The Fowler house in Whitestone provides an interesting story in terms of the early Queens pioneer spirit.
David and Alice Fowler, immigrants from England who first moved to Canada and came to the United States in 1924 with their two daughters, built the home in 1930.
David Fowler, a hotel plumber, never had a mortgage against his house but had everything else against him. Their street, 147th Place between Second and Third avenues, was the only block in Queens that had a 19th-century barn in the middle of the street. The barn was left over from the Charles Senff estate auction, and it obstructed their house in every way.
When it rained the water from the roof would run onto the Fowler property, clogging all the drains. When it snowed heavily the Fowlers could not get out of their driveway because of drifts caused by the barn. For their first few years they had no gas because of the obstruction the barn caused. Their sidewalk was used as a roadway.
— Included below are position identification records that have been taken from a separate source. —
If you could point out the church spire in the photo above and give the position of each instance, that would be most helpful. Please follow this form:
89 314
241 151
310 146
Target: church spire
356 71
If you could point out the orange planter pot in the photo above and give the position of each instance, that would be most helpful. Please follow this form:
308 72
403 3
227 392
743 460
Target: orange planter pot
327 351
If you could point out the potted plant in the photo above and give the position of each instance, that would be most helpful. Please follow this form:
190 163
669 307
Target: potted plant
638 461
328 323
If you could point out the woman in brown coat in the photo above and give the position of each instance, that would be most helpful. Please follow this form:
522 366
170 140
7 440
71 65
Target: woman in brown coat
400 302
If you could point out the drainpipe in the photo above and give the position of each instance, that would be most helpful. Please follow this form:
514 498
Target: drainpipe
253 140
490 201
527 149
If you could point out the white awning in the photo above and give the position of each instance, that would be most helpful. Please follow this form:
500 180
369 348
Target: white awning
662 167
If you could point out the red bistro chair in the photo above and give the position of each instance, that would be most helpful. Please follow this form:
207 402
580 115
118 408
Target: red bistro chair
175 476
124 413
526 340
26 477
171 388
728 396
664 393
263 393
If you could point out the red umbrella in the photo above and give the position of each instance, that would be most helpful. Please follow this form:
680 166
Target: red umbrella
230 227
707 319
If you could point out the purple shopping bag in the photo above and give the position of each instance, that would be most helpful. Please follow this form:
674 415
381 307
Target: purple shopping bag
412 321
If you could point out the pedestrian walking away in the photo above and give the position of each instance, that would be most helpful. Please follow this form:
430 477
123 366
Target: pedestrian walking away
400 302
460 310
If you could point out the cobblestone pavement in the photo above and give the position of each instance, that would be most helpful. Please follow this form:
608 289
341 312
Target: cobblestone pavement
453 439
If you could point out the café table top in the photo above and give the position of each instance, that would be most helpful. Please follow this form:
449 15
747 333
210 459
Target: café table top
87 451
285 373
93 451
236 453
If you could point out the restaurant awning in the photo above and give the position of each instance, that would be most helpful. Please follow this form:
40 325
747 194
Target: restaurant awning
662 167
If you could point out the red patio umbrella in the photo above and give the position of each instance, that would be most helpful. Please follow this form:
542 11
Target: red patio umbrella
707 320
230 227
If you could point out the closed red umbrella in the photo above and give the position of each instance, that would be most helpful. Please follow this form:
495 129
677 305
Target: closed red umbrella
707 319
But the Fowler house was surrounded with valuable spruce trees 40 to 45 feet high that were well cared for by tree experts. Fowler created a bird sanctuary around the house, filling his birdbaths as many as three times a day sometimes.
In 1934 the city’s attorneys wrote that though 147th Place was a street, the old Senff barn was protected under covenants and could not be touched. By the 1940s, however, the city had finally opened up the street entirely and eliminated the barn.
Fowler died in 1968 at age 86. His house towers over all the ranches and capes that were built later. But the spruce trees are all gone and the stucco house is covered with siding today. Public records show it last sold for $715,000 in 2009.